One Sunday afternoon they were all sitting out on the lawn having tea. Mr. Brett had a glass of milk with digestive biscuits, Hermione had chocolate with whipped cream and savoury sandwiches, and John and Elise real tea with bread and butter. The Poms took what they could get from each table, and shrieked over it.
It was a lovely south-west day, high clouds sailed swiftly overhead, passing each other on different levels, in a clear blue sky. The garden was full of light movements, travelling scents and midsummer colours. John had moved the wind-screen five times for Hermione, quite good-naturedly. Elise was just wondering whether it would affect her married life irreparably if she should suggest a walk with John after tea, when Bodger, having gnawed through a substantial rope and missed the detaining hand of the stable boy by a fraction of a second, burst upon the scene.
The peaceful lawn rocked in chaos. There was a table between Bodger and one Pom: for a fleeting moment the rampart stood erect, and then in jangled pieces bestrewed the lawn.
Mr. Brett reached out an arm, seized the Pom nearest him, and stuffed it, screaming, into a capacious pocket; John ought to have caught the other Pom—he nearly caught it, but unfortunately the sight of Bodger passing imperturbably through hot chocolate and whipped cream (it was Hermione’s table he had overturned) checked him, by a gust of laughter.
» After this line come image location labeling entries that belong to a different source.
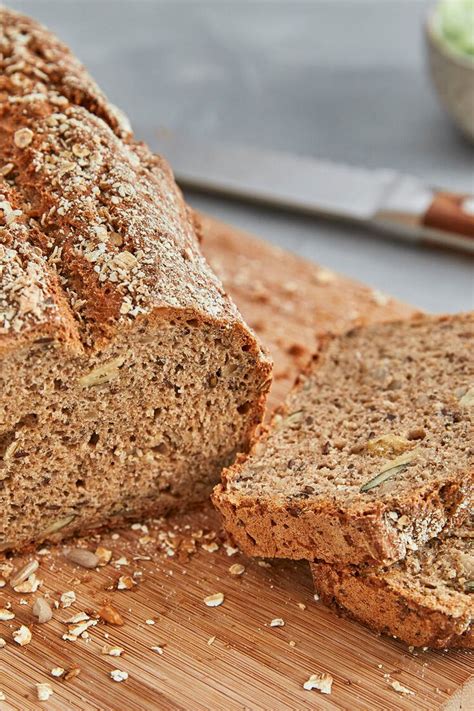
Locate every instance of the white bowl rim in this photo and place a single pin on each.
(443, 47)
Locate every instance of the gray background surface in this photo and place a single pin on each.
(338, 79)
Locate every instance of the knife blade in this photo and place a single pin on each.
(384, 199)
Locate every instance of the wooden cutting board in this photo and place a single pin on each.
(226, 657)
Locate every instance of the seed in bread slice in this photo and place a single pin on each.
(127, 377)
(372, 454)
(426, 600)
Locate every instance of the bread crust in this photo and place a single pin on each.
(370, 599)
(362, 533)
(103, 213)
(99, 252)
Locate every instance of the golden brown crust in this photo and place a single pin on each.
(100, 266)
(370, 599)
(106, 213)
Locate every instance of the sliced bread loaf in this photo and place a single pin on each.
(372, 454)
(127, 376)
(426, 600)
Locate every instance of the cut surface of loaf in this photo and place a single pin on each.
(127, 376)
(426, 600)
(372, 453)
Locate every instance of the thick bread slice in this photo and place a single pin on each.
(372, 454)
(127, 376)
(426, 600)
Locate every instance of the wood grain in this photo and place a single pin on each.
(249, 665)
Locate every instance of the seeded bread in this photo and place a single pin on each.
(372, 454)
(127, 376)
(290, 302)
(426, 600)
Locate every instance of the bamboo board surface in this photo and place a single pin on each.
(226, 657)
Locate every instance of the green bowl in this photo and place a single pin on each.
(453, 78)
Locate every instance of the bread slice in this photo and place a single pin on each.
(127, 376)
(292, 302)
(426, 600)
(372, 454)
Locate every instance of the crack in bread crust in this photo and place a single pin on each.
(367, 396)
(128, 378)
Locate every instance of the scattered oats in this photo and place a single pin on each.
(324, 276)
(30, 585)
(237, 569)
(80, 617)
(80, 151)
(321, 682)
(121, 561)
(57, 671)
(125, 582)
(112, 651)
(72, 673)
(6, 614)
(42, 610)
(230, 550)
(210, 547)
(82, 557)
(22, 636)
(23, 137)
(214, 600)
(23, 573)
(401, 689)
(103, 555)
(6, 169)
(379, 298)
(68, 598)
(109, 614)
(118, 675)
(277, 622)
(43, 691)
(77, 630)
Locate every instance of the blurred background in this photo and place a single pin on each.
(344, 80)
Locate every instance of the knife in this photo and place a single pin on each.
(382, 199)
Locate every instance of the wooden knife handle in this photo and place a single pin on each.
(448, 212)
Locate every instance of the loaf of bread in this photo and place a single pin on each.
(372, 454)
(127, 376)
(426, 600)
(291, 303)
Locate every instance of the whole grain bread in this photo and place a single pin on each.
(290, 303)
(372, 454)
(127, 376)
(426, 600)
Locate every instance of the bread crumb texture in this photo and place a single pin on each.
(372, 454)
(127, 376)
(426, 600)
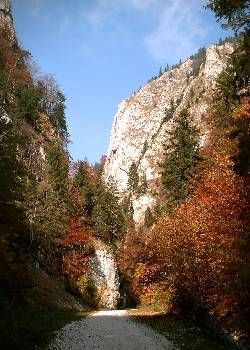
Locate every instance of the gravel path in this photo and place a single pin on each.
(109, 330)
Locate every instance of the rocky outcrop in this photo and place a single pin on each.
(141, 123)
(104, 273)
(6, 18)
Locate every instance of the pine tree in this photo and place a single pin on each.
(82, 183)
(182, 155)
(107, 216)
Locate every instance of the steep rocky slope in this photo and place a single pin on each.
(142, 120)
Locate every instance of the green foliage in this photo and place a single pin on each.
(26, 104)
(58, 170)
(11, 174)
(82, 183)
(182, 155)
(234, 13)
(143, 186)
(107, 217)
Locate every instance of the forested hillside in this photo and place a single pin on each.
(61, 221)
(191, 256)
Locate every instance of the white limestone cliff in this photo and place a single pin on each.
(6, 18)
(139, 127)
(104, 274)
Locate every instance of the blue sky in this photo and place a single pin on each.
(100, 51)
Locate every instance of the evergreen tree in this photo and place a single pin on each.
(143, 185)
(82, 182)
(58, 169)
(234, 13)
(108, 218)
(11, 176)
(182, 155)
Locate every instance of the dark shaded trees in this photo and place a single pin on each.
(181, 160)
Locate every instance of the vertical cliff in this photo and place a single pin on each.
(6, 17)
(140, 124)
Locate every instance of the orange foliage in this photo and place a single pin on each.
(76, 248)
(192, 251)
(243, 111)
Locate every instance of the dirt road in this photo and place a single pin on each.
(109, 330)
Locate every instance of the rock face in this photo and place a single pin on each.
(140, 125)
(104, 273)
(6, 18)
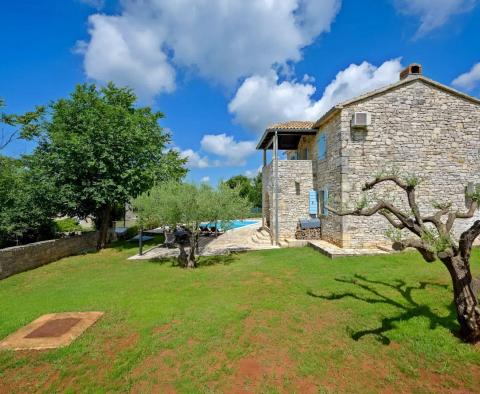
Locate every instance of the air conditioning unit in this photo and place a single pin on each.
(361, 120)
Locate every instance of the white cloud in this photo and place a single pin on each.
(470, 79)
(433, 14)
(98, 4)
(195, 160)
(262, 100)
(226, 147)
(223, 40)
(127, 53)
(253, 173)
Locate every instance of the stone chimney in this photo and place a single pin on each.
(412, 69)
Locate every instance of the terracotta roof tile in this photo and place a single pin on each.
(291, 125)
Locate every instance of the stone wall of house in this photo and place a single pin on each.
(26, 257)
(328, 174)
(417, 129)
(295, 180)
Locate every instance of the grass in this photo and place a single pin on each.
(285, 320)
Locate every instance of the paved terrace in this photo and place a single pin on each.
(235, 240)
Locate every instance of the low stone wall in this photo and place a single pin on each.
(26, 257)
(308, 233)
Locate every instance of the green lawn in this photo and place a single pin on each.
(285, 320)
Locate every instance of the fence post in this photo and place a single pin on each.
(140, 241)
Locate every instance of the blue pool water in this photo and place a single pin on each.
(232, 224)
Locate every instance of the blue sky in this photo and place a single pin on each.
(221, 70)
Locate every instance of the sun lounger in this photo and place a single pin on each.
(169, 240)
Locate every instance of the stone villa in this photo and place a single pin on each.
(416, 125)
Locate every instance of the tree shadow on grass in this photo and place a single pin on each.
(409, 309)
(204, 261)
(122, 245)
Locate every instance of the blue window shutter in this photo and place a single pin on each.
(313, 203)
(325, 201)
(322, 147)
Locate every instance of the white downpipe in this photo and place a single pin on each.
(275, 152)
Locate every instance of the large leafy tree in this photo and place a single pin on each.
(187, 204)
(99, 150)
(17, 126)
(25, 212)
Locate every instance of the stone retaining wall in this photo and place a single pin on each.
(26, 257)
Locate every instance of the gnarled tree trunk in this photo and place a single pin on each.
(188, 260)
(426, 231)
(465, 297)
(104, 218)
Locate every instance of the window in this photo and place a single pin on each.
(322, 147)
(313, 202)
(323, 201)
(303, 154)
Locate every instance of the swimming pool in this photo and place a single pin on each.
(232, 224)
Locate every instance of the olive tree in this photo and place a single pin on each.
(432, 235)
(189, 205)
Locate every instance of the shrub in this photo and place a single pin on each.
(67, 225)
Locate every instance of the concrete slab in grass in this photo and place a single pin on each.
(51, 331)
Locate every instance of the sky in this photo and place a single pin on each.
(223, 70)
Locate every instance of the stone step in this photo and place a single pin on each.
(264, 232)
(261, 237)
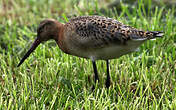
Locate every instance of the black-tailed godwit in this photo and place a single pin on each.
(92, 37)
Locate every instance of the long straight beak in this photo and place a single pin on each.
(33, 47)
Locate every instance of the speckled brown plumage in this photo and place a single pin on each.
(106, 30)
(92, 37)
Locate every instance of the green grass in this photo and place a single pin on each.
(50, 79)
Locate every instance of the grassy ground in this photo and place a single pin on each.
(50, 79)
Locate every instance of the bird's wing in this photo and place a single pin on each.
(98, 32)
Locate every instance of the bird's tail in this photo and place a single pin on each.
(154, 34)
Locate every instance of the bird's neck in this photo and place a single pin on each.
(60, 39)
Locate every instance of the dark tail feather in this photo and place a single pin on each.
(154, 34)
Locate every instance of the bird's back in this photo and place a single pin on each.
(101, 36)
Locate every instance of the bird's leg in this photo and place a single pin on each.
(108, 75)
(95, 73)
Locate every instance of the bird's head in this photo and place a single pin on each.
(47, 29)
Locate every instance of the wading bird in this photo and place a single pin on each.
(92, 37)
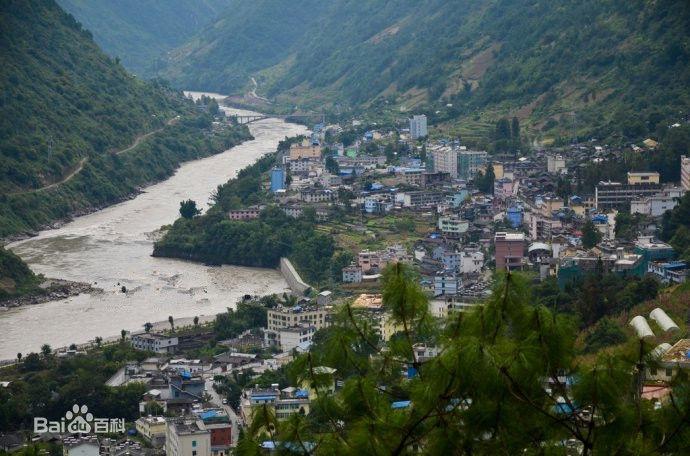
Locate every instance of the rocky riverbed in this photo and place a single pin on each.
(51, 290)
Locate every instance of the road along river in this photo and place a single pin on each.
(112, 248)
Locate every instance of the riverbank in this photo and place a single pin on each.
(110, 178)
(50, 290)
(113, 246)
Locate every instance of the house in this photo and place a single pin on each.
(471, 262)
(151, 428)
(447, 282)
(671, 361)
(316, 195)
(284, 403)
(218, 423)
(453, 225)
(509, 250)
(352, 274)
(289, 338)
(81, 446)
(155, 342)
(187, 437)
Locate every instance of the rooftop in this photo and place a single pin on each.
(678, 353)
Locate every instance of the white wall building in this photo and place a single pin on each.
(471, 262)
(187, 437)
(555, 163)
(685, 172)
(418, 127)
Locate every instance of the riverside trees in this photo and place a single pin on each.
(508, 379)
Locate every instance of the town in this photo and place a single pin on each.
(451, 212)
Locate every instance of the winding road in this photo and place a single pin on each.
(83, 161)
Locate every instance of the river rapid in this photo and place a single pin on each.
(112, 248)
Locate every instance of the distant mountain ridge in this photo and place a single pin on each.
(66, 108)
(140, 32)
(597, 67)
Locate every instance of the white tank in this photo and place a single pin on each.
(663, 320)
(641, 327)
(659, 350)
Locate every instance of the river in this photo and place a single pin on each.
(112, 247)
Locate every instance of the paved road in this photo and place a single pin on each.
(83, 161)
(217, 400)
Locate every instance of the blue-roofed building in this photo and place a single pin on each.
(397, 405)
(514, 216)
(285, 402)
(277, 179)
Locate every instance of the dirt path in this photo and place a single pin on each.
(83, 161)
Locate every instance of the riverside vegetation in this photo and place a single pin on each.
(67, 109)
(213, 238)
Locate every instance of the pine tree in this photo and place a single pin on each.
(506, 380)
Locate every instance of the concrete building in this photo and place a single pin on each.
(452, 225)
(685, 172)
(447, 283)
(445, 160)
(555, 164)
(245, 214)
(218, 423)
(470, 162)
(377, 204)
(654, 206)
(304, 150)
(422, 199)
(187, 437)
(418, 127)
(277, 179)
(152, 428)
(471, 262)
(510, 250)
(643, 178)
(616, 195)
(157, 343)
(81, 446)
(352, 274)
(285, 402)
(287, 339)
(316, 196)
(285, 317)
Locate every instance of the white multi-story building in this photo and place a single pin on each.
(187, 437)
(418, 127)
(471, 262)
(445, 160)
(452, 225)
(447, 283)
(352, 274)
(157, 343)
(289, 338)
(685, 172)
(555, 164)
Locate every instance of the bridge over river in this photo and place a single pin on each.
(249, 118)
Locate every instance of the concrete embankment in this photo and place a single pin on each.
(292, 277)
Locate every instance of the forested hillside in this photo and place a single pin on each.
(66, 108)
(139, 32)
(600, 67)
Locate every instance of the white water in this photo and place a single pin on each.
(112, 247)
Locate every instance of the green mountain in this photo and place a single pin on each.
(68, 116)
(138, 32)
(599, 67)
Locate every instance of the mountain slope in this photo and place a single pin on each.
(592, 66)
(66, 108)
(138, 32)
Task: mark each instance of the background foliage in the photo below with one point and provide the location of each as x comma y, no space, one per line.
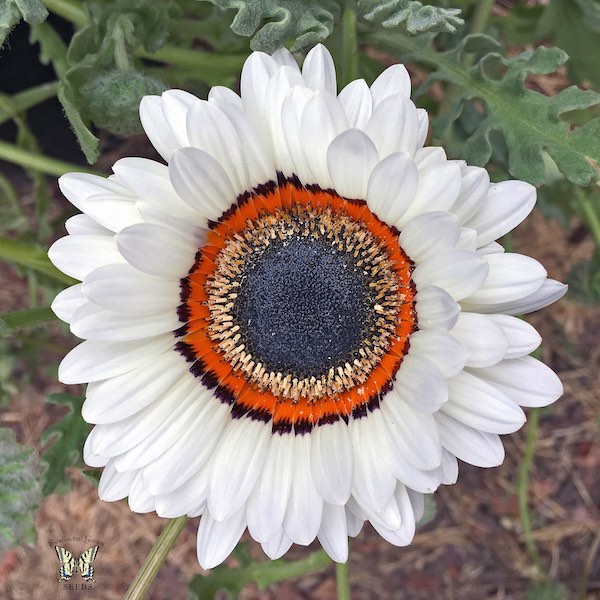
475,66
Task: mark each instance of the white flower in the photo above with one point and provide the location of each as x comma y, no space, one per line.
302,321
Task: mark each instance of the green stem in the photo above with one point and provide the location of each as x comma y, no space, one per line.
67,10
342,580
154,561
37,162
30,97
349,45
524,472
591,216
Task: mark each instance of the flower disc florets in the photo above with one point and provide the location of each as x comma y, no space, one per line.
302,320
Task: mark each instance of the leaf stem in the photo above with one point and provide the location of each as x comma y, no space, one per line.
342,580
591,216
349,45
524,471
37,162
154,561
67,10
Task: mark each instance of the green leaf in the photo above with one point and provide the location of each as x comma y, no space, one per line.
271,24
66,438
574,26
233,581
529,122
546,590
32,257
21,475
12,11
584,281
12,322
409,16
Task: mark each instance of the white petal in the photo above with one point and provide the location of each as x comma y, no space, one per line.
413,434
84,225
549,292
201,182
394,80
457,272
322,120
351,157
439,186
511,277
356,101
333,533
268,500
79,255
332,462
318,70
305,507
473,192
522,337
113,485
210,130
482,338
96,323
435,308
373,482
394,126
156,250
236,466
440,348
125,290
256,74
423,128
284,58
92,361
421,383
277,546
526,380
177,466
392,187
67,302
428,234
482,406
217,539
506,205
119,397
470,445
163,120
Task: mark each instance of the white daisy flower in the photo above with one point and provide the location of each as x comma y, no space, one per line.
302,320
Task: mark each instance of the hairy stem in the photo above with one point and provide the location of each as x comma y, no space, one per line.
342,580
154,561
524,472
37,162
349,45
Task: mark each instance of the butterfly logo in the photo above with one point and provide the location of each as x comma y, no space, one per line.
68,563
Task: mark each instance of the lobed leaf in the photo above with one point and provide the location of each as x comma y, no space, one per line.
410,16
21,476
272,24
67,437
12,11
530,123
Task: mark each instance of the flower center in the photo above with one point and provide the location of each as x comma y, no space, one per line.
299,307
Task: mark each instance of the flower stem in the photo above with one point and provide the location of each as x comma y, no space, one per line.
591,216
342,580
154,561
524,471
349,45
37,162
67,10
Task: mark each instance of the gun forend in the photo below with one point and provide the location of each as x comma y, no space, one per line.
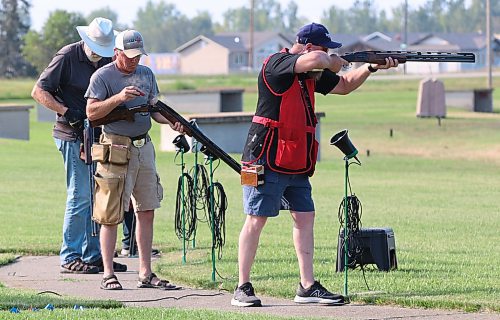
379,57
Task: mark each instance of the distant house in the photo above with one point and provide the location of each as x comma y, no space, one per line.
226,53
162,63
423,42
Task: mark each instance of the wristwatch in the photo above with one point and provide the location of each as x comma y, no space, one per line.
372,69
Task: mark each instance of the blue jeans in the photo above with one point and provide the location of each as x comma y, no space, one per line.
128,229
78,241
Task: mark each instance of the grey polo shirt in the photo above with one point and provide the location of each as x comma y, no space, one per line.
109,81
68,75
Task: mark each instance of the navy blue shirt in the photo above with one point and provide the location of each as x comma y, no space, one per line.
68,76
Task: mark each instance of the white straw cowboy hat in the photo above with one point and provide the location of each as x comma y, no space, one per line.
99,36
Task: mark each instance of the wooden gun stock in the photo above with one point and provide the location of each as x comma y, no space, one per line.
121,113
378,57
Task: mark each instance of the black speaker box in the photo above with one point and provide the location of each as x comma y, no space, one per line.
378,246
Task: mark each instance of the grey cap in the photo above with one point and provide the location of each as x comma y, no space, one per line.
130,42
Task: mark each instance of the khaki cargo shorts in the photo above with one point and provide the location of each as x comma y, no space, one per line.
142,182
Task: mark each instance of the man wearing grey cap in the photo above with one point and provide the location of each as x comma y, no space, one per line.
282,139
126,168
60,88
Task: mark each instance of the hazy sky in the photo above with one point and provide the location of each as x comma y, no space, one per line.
126,9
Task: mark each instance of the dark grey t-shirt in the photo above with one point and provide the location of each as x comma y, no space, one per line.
108,81
68,75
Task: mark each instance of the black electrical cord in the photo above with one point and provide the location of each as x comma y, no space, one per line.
354,244
201,180
173,298
185,202
199,200
219,217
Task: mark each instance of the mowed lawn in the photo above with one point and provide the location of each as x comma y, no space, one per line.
435,184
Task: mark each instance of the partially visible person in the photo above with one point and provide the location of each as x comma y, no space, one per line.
129,245
61,88
282,139
127,166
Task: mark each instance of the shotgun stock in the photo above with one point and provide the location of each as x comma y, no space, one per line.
194,132
121,113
The chuckle cost him the life of the Pom.
Bichon dived past him, making foolishly away from Hermione towards the open lawn. Hermione screamed and deflected Bodger from her chair. He was on the Pom’s trail in a second and an instant later Bichon was painlessly shaken into Eternity.
John caught Bodger only a moment afterwards, but there was nothing left to catch of Bichon: he had entered upon the first unbroken silence of his career.
John beat Bodger sternly and without mercy, but Bodger merely licked his lips, writhed as a matter of form, and hunted for the other Pom, out of the corner of a wicked eye.
Bichette had hysterics in Mr. Brett’s waistcoat.
Hermione missed a great opportunity. She should have fainted, probably she would have fainted, only a spontaneous faint comes off quicker than one which is premeditated. Before she had time to think of it, Elise had forestalled her.
Elise had spent a long hot day trying to make everybody happy and comfortable, and bloodshed upon the top of these efforts was more than she could stand.
“Now,” said Hermione with her grey eyes cold with hatred, “perhaps John you will be content to part with that unspeakable monster, when you see what it has done to your poor wife!”
“Hermione,” said Mr. Brett, suddenly depositing the remaining Pom upon her lap. “Quit this lawn and take this demented muff with you. You and your dogs between you have done enough mischief for one bright summer’s day.”
Hermione murmured that dear Papa was of course upset, but she did leave the lawn with Bichette under her arm, casting a glance of terror and aversion at the recumbent, contemplative form of Bodger.
John was on his knees beside his wife.
“She’s round, John,” said Mr. Brett very gently. “I guess the thing that will suit her best is for you to stay there quietly with her till dinner time.”
Elise whispered that she was perfectly all right, but some one must go at once to help and comfort Hermione.
“Sure,” agreed Mr. Brett with alacrity. “I’ll go right in and see to Hermione. I’ve assisted her some already, but it ain’t anything to what I _might_ do if I put my mind to it.”
Mr. Brett moved off with unusual quickness across the lawn, and in a fit of absent-mindedness called out “Good dog” as he passed Bodger.